Disinfectant wipes, especially, are in high demand with consumers clearing out shelves just as quickly as stores restock them.
But now, one of the biggest makers of private-label wipes says tens of millions more wipes are expected to hit store shelves.
Rockline Industries, which makes Good & Clean wipes and store brand products for major retailers, said the wipes will be available at stores later this month.
It is unclear to what degree the availability of the additional Rockline wipes will alleviate shortages across the country.
Big consumer product companies like Clorox and Lysol-maker Reckitt Benckiser dominate the $1 billion wipes market, with 45% and 20% share, respectively, according to market research firm IRI. Private label makers, which include companies like Rockline, have 28% of the pie.
Walmart (WMT)is among the retailers expected to receive the additional disinfectant wipes from Rockline some time in mid-May.
“This will help us make more product available to customers,” according to a person familiar with the matter, who requested anonymity because the company typically does not discuss its supplier agreements.
Rockline employs nearly 2,500 people worldwide and has manufacturing facilities in Wisconsin, Arkansas, New Jersey, Tennessee and overseas in England and South China.
How Rockline fixed its supply issues
Rockline was able to increase its wipes production because of a packaging tweak.
Cleaning wipes are predominantly packaged in hard plastic canisters, unlike baby wipes, which usually come in soft-packs.
“Ninety percent of disinfectant wipes are sold in canisters. The primary reason for using canisters has to do with how consumers use and store wipes,” Chris Dresselhuys, director of product management at Rockline, said. “They tend to store these vertically under the kitchen sink, for easy access, along with other sanitizing product.”
But the unprecedented demand for household disinfectant wipes led to Rockline maxing out its canister production. It needed a different solution to be able to quickly and significantly increase the volume of packaged wipes to meet demand.
“There isn’t a prohibition on putting disinfectant wipes in soft-packs but the industry standard has been the canisters,” said Dresselhuys.
Given how quickly the disinfectant wipes supply is depleting in the market in response to the pandemic, Rockline, in February, started exploring different ways to expedite supply, including alternative packaging formats.
The disinfectant wipes products are registered with the Environmental Protection Agency, which oversees the category and approves new products, new ingredients and packaging changes for individual companies.

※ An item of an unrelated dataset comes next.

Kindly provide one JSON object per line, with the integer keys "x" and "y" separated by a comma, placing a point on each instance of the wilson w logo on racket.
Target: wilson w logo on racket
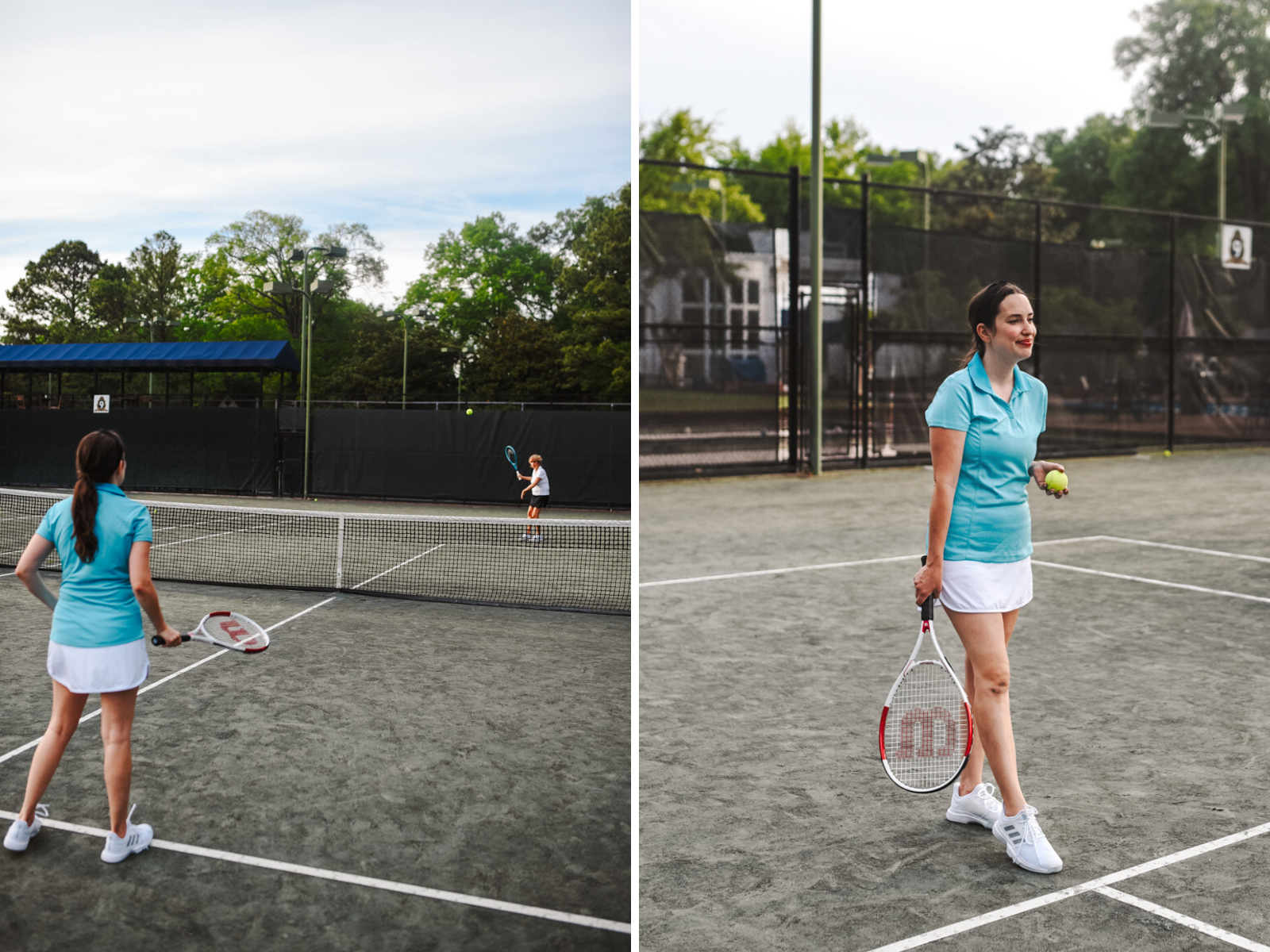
{"x": 926, "y": 723}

So, several weeks ago, Rockline had talks with the EPA about putting its disinfectant wipes in soft-packs in addition to canisters as a way to get even more product into stores. Clorox and Lysol already sell some wipes in soft-packs.
“Typically the approval could take several months,” Dresselhuys said. Rockline was able to get the approval in just a matter of weeks.
The EPA said it’s in its interest to ensure Americans have access to approved surface disinfectant products effective against the novel coronavirus.
“To this end, the agency is expediting disinfectant product reviews and identifying regulatory flexibilities to avoid supply chain disruptions, including ingredient sourcing changes, manufacturing location additions or changes, and packaging changes,” the agency said in a statement to CNN Business.
Sales of disinfectant wipes have skyrocketed 144% since the beginning of March, shortly after the coronavirus outbreak got a foothold in the United States, according to market research firm Nielsen.
Reckitt Benckiser told CNN Business last month that its factories are working “pretty much around the clock shifts to increase supply” as unprecedented demand for its wipes has stressed its supply chain. “What we’re hoping is that these [demand] spikes transition to more normal buying patterns.”